Acting Digitally: The EU Rewrites Its Internet Rules

Peter S. Rashish

Vice President; Director, Geoeconomics Program

Peter S. Rashish, who counts over 30 years of experience counseling corporations, think tanks, foundations, and international organizations on transatlantic trade and economic strategy, is Vice President and Director of the Geoeconomics Program at AICGS. He also writes The Wider Atlantic blog.

Mr. Rashish has served as Vice President for Europe and Eurasia at the U.S. Chamber of Commerce, where he spearheaded the Chamber’s advocacy ahead of the launch of the Transatlantic Trade and Investment Partnership. Previously, Mr. Rashish was a Senior Advisor for Europe at McLarty Associates, Executive Vice President of the European Institute, and a staff member and consultant at the International Energy Agency, the World Bank, UNCTAD, the Atlantic Council, the Bertelsmann Foundation, and the German Marshall Fund.
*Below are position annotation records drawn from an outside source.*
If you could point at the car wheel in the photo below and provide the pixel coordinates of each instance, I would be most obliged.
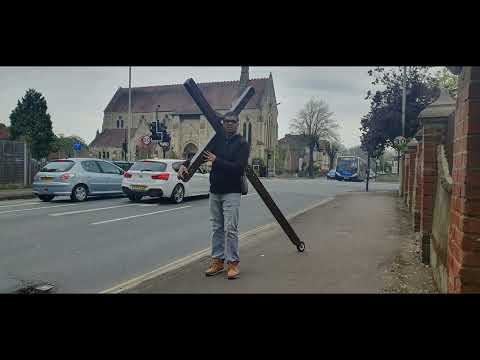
(178, 194)
(135, 197)
(79, 193)
(46, 198)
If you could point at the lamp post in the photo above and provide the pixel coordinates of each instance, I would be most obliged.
(129, 111)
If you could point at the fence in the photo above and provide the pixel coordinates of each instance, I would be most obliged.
(12, 163)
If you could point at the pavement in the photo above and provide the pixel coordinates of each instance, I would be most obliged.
(97, 245)
(16, 194)
(351, 244)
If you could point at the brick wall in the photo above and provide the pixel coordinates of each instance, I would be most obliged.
(411, 176)
(464, 234)
(433, 133)
(416, 189)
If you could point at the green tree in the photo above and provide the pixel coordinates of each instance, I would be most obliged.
(31, 122)
(447, 80)
(64, 145)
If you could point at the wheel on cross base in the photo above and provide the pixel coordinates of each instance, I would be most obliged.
(301, 246)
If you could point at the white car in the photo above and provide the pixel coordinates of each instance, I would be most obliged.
(158, 178)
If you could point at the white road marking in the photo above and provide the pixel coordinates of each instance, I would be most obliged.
(22, 204)
(140, 215)
(43, 207)
(90, 210)
(243, 238)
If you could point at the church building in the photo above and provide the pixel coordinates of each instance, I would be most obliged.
(188, 127)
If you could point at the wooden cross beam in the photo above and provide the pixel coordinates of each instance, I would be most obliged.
(215, 119)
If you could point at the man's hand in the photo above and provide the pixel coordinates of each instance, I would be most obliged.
(182, 171)
(209, 156)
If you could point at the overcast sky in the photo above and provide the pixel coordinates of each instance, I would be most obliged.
(77, 96)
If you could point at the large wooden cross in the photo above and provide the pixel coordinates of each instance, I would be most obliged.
(215, 119)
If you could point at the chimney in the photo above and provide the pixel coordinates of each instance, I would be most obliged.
(243, 79)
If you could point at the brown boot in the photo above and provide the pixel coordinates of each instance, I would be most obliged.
(233, 271)
(216, 267)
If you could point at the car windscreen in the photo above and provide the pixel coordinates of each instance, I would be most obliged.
(347, 164)
(58, 166)
(124, 166)
(149, 166)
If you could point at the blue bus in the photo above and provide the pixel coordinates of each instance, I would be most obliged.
(351, 168)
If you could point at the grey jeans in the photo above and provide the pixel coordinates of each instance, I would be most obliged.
(224, 213)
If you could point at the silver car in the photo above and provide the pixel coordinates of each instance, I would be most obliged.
(78, 178)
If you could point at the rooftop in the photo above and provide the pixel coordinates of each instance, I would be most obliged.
(175, 98)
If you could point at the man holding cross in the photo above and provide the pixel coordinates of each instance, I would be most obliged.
(229, 157)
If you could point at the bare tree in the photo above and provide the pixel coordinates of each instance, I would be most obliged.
(333, 148)
(315, 122)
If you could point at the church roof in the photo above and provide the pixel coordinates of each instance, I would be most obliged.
(110, 138)
(174, 98)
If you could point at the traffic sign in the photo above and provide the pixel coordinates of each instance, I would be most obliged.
(146, 140)
(399, 140)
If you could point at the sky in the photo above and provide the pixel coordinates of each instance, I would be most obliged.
(77, 96)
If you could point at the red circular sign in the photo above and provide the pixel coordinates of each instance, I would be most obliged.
(146, 140)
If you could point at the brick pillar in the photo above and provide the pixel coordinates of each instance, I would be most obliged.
(464, 234)
(412, 155)
(416, 189)
(406, 176)
(433, 133)
(434, 122)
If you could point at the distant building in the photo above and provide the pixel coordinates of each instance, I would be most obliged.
(297, 152)
(188, 127)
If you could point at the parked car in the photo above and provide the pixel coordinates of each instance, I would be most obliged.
(158, 178)
(125, 165)
(331, 175)
(78, 178)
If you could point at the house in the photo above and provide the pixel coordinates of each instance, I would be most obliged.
(296, 153)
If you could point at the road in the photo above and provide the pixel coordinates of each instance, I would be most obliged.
(91, 246)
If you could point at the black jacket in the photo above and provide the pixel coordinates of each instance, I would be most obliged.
(232, 159)
(229, 166)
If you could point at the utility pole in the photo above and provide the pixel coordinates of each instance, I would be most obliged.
(404, 99)
(25, 162)
(368, 170)
(129, 111)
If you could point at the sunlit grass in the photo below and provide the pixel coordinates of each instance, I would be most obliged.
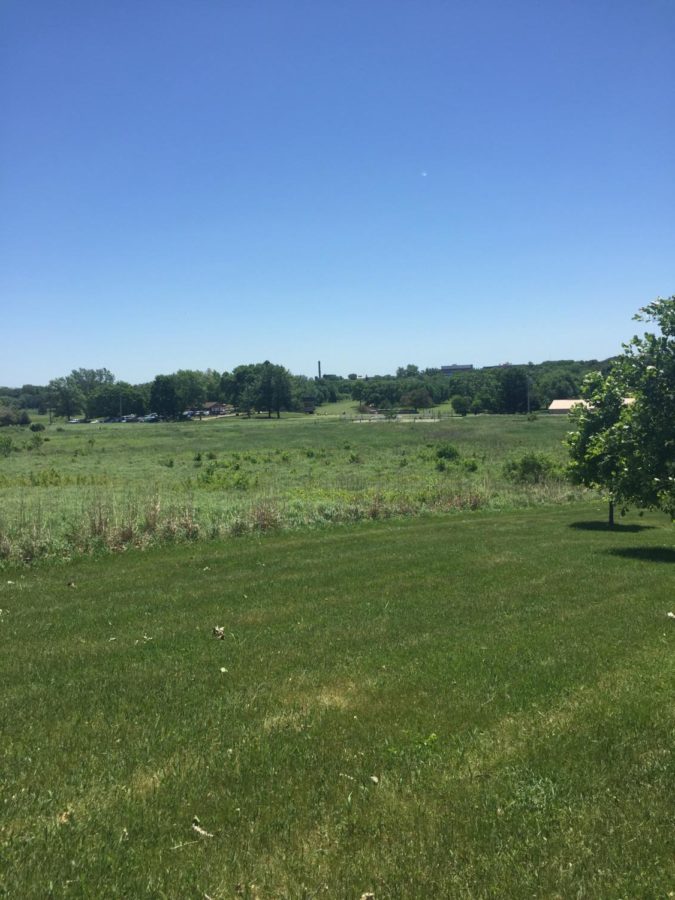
(95, 487)
(472, 706)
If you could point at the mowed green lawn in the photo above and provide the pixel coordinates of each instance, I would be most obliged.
(471, 705)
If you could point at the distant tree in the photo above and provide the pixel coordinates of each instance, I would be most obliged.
(110, 400)
(89, 380)
(163, 396)
(460, 405)
(272, 388)
(417, 398)
(190, 387)
(512, 390)
(65, 397)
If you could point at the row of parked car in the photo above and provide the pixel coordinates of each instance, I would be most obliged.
(151, 417)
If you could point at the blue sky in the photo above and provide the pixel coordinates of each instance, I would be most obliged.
(213, 182)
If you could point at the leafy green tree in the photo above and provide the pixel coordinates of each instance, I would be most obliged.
(272, 388)
(163, 396)
(116, 399)
(65, 397)
(513, 390)
(89, 380)
(190, 387)
(628, 449)
(461, 405)
(417, 398)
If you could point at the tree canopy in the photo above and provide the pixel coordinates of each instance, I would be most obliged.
(624, 443)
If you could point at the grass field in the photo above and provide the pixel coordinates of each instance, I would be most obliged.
(81, 488)
(471, 705)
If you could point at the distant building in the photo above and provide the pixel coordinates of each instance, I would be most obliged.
(560, 407)
(452, 370)
(565, 406)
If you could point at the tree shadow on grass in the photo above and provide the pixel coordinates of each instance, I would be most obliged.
(645, 554)
(618, 527)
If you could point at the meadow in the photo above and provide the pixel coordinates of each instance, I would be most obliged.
(85, 488)
(435, 672)
(472, 705)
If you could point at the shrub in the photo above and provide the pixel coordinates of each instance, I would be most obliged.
(447, 452)
(532, 468)
(460, 404)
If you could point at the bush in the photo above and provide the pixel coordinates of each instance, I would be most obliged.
(460, 404)
(448, 452)
(532, 468)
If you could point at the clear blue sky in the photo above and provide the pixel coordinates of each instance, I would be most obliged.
(366, 182)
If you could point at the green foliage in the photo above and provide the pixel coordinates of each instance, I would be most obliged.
(310, 741)
(460, 404)
(628, 448)
(532, 468)
(448, 452)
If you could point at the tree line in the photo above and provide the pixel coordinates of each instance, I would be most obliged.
(271, 388)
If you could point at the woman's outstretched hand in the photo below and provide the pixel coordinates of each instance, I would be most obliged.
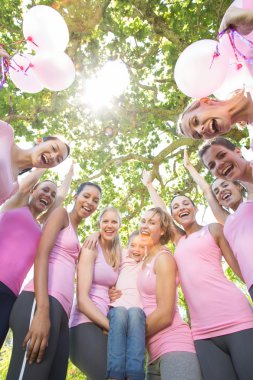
(240, 19)
(37, 337)
(146, 178)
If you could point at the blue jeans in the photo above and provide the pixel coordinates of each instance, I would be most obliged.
(126, 343)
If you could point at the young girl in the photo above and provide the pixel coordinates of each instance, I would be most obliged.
(221, 317)
(238, 225)
(14, 160)
(170, 346)
(97, 272)
(126, 340)
(44, 306)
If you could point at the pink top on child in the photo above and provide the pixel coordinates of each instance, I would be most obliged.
(61, 268)
(238, 231)
(19, 239)
(127, 283)
(104, 276)
(8, 185)
(177, 336)
(217, 307)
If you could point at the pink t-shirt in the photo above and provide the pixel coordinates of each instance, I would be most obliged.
(238, 231)
(217, 307)
(19, 239)
(177, 336)
(61, 268)
(104, 276)
(127, 283)
(8, 185)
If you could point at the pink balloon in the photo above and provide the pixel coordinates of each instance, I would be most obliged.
(247, 4)
(45, 29)
(237, 77)
(22, 74)
(198, 72)
(55, 70)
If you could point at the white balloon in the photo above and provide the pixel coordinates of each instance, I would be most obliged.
(45, 29)
(22, 74)
(55, 70)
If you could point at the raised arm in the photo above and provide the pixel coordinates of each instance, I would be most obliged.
(38, 333)
(20, 198)
(158, 202)
(216, 230)
(85, 271)
(62, 192)
(166, 271)
(218, 211)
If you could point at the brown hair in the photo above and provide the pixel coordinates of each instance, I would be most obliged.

Mr. Rashish has testified before the House Financial Services Subcommittee on International Monetary Policy and Trade and the House Foreign Affairs Subcommittee on Europe and Eurasia and has advised three U.S. presidential campaigns. He has been a featured speaker at the Munich Security Conference, the Aspen Ideas Festival, and the Salzburg Global Seminar and is a member of the Board of Directors of the Jean Monnet Institute in Paris and a Senior Advisor to the European Policy Centre in Brussels. His commentaries have been published in The New York Times, the Financial Times, The Wall Street Journal, Foreign Policy, and The National Interest, and he has appeared on PBS, CNBC, CNN, and NPR.

He earned a BA from Harvard College and an MPhil in international relations from Oxford University. He speaks French, German, Italian, and Spanish.
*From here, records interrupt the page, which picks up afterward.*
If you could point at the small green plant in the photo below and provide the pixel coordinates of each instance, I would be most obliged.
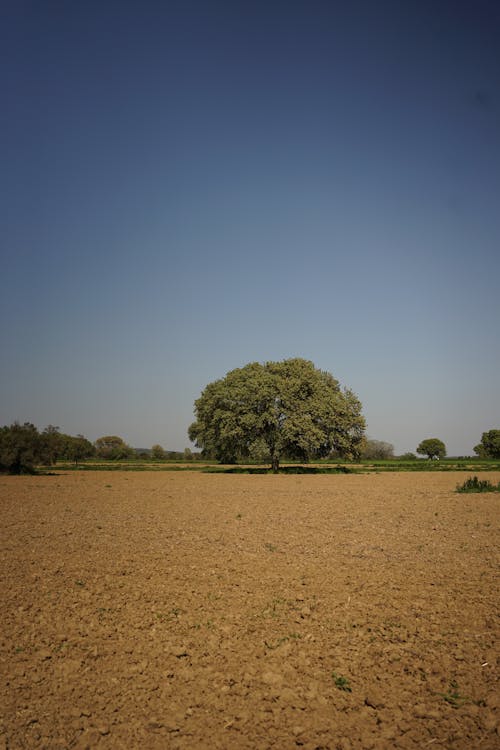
(473, 484)
(342, 683)
(453, 697)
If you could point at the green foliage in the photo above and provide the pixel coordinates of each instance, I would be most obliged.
(489, 447)
(432, 448)
(76, 448)
(473, 484)
(21, 448)
(113, 448)
(277, 409)
(158, 453)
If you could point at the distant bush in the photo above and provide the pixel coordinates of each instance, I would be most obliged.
(376, 450)
(473, 484)
(21, 448)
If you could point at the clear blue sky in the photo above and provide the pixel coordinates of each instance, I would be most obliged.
(189, 186)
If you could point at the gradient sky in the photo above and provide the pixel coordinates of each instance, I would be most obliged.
(189, 186)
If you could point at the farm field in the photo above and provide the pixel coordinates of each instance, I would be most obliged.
(186, 610)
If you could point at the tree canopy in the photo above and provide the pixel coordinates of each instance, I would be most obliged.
(489, 447)
(275, 410)
(432, 448)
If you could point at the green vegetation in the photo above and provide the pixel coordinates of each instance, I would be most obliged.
(277, 410)
(113, 448)
(433, 448)
(376, 449)
(473, 484)
(23, 448)
(489, 447)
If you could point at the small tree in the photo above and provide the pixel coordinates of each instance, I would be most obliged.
(158, 452)
(21, 448)
(52, 442)
(77, 448)
(277, 409)
(432, 448)
(489, 447)
(113, 448)
(377, 449)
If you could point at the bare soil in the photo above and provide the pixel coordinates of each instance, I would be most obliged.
(186, 610)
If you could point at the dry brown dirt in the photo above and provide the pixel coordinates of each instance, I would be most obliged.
(187, 610)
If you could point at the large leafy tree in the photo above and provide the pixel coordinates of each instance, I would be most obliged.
(489, 447)
(275, 410)
(432, 448)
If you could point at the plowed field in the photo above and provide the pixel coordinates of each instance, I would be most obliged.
(185, 610)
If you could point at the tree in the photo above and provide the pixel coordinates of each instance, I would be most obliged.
(432, 448)
(274, 410)
(113, 448)
(489, 447)
(158, 452)
(21, 448)
(377, 449)
(77, 448)
(52, 442)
Last week the European Commission put forward two sweeping proposals to overhaul the European Union’s rules governing the behavior of large Internet companies: the Digital Services Act (DSA) and the Digital Markets Act (DMA). The current EU approach, the E-Commerce Directive agreed in 2000, pre-dates the rise of powerful U.S. platforms like Google, Amazon, and Facebook. So there are understandable reasons for an update.

From the perspective of transatlantic relations, this latest example of regulatory activism in the tech domain raises one central question: has the EU gone too far, or is it pointing the way?

From the perspective of transatlantic relations, this latest example of regulatory activism in the tech domain raises one central question: has the EU gone too far, or is it pointing the way?

It would be easy for Americans to believe that the EU is targeting U.S. firms in this twin push for a new framework for digital commerce within its single market. That’s because penalties for violating the DSA and DMA would kick in at thresholds that with few exceptions (SAP, Spotify) would only apply to the big U.S. Internet firms.

For example, companies would have to meet obligations in the DSA to take down illegal content or to provide greater transparency about how algorithms are used if they have at least 45 million users. The DMA creates a new “gatekeeper” function—something akin to the financial markets concept of a “globally systemically important bank”— for firms that reach both the 45 million user mark and have at least €65 billion in market capitalization.

On the other hand, there is growing concern in the United States as well about the commercial dominance of big Silicon Valley firms. In the last couple of months the U.S. Department of Justice has filed a suit against Google and the Federal Trade Commission has taken aim at Facebook over their anti-competitive practices. In an October 2020 report, House Democrats called for stronger anti-trust laws that if passed could lead to the restructuring of U.S. tech companies. And tech company CEOs were grilled by both Democrats and Republicans about their content moderation policies at hearings on Capitol Hill this fall.

There is a key difference, however, in the ways the United States and the EU are giving expression to their ambitions to rein in big tech. While Washington is stepping up its enforcement using the existing rulebook—and considering ways to beef it up— Brussels has decided it needs new tools. In the future, it wants to rely less on the ex-post use of anti-trust law investigations to right past wrongs and more on ex-ante regulations that aim to prevent anti-competitive behavior in the first place. It is not clear that the EU has fully weighed the costs and benefits of this more draconian approach.

In the short term, the United States and the EU already face two major tests of whether they can align their approaches to the digital economy. As a result of a European Court of Justice decision earlier this year, the Privacy Shield governing commercial data transfers across the Atlantic has been invalidated. And barring a negotiated solution in the OECD, a number of EU countries plan to introduce Digital Services Taxes next year that would hit the revenues of the large U.S. Internet firms.

But the DSA and the DSM do not have to become another source of transatlantic economic friction. Overall, they are perhaps best looked at as following in the footsteps of the 2018 General Data Protection Regulation (GDPR), which governs data privacy in the EU: an early indicator of the general direction the U.S. may ultimately choose to travel—and where California has already arrived.

The views expressed are those of the author(s) alone. They do not necessarily reflect the views of the American-German Institute.